If God exists, I fully accept that he would run evolution “any way he wishes”, and I have offered various alternative versions of his wishes and his methods of fulfilling his wishes. As you view God, he had one wish, and fulfilled it by deliberately not fulfilling it until he had created all sorts of things that had no connection with his one wish. And you have no idea why.

Ediacaran-Cambrian transition: 410,000 years

dhw: I didn’t know that one peer-reviewed article in one major journal indicated the establishment of a universally accepted truth, but it really doesn’t matter.

DAVID: Yes it does. What do you think peer-review entails? A review by several established recognized experts in the specific field.

I’m not disputing the findings, but I’ve got used to the fact that “recognized experts in the field” often disagree with one another, and since this is a brand new article, I thought there might be other views. In the abstract, it says:

"The replacement of the late Precambrian Ediacaran biota by morphologically disparate animals at the beginning of the Phanerozoic was a key event in the history of life on Earth, the mechanisms and the time-scales of which are not entirely understood[/b].”

Possible leeway? 411,000 years perhaps?

dhw: The gap between Ediacaran and Cambrian is irrelevant to our discussion of the “gaps” in the fossil record.

DAVID: It is very relevant. Such a huge change in animal forms in such a short period doesn't fit the usual timing of a speciation change as in the whale series.

First of all, how fully developed are the new forms? And secondly, even 410,000 years is a long time in terms of generations, and it is generations that create new species, not time. You yourself wrote:

DAVID: The true answer to how long speciation takes is unknown. The many gaps don't tell us.

Once again, the argument revolves round missing fossils, not around time:

DAVID: The gaps as missing fossils is a theory not supported by the Camrian research now that soft tissue fossils are turning up and Cambrian fossilsae being found all over the world as the gap remains.

So it is far from true to claim that there are no more fossils to be found – they are turning up all the time. And discoveries that indicate rudimentary brains and nervous systems and possibly sex existing long before the Cambrian would seem to indicate continuity rather than de novo speciation.

Punctuated trilobites
DAVID: The grasper organ found in trilobites is Cambrian, and presumes a penis. The bold is your pure invention. I did mention Edicarans are thought to be simple animals, so they possibly had sexual reproduction, but as sessile forms, sperm would have to float over to find an egg somehow. In Cambrian reproduction intromission is assumed. Your theoretical struggles show their rigidity.

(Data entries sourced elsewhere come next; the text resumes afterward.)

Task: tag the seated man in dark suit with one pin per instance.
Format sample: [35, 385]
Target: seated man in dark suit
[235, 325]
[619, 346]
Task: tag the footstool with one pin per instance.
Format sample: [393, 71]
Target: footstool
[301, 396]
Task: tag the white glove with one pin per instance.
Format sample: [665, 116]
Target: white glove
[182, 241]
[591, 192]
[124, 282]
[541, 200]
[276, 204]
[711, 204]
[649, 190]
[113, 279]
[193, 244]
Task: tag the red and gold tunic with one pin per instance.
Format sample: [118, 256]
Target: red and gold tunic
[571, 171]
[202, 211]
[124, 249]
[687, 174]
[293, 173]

dhw: You are right, my bold goes too far, as you said that Ediacaran animals “could have had” sex, not “did have”. However, the article on neuropeptides showed us that precursors to the fully developed Cambrian forms (brains and nervous systems) existed earlier, thus confirming the concept of continuity. And if the same “could have” applied to sexual reproduction, the theory of continuity can hardly be dismissed as wild. [You wrote: How does a sex organ discovery support your wild theory that dispenses with the Cambrian gap?]

DAVID: As you have just proven my theory, thank you! The true continuity of evolution is the ever- developing complexity of living biochemistry, as I have stated. Jumps in forms (gaps) are made possible by new biochemical proteins, as the neuropeptides example. Your education has advanced far beyond Darwin!

It certainly has, and Darwin would have been delighted at this vindication of his theory. If rudimentary brains and nervous systems and sexual reproduction already existed long before the Cambrian, what you call the “jumps” are nothing like as jumpy as you have made them out to be, even to the point of your claiming that the Cambrian produced species without any precursors (the exact opposite of continuity).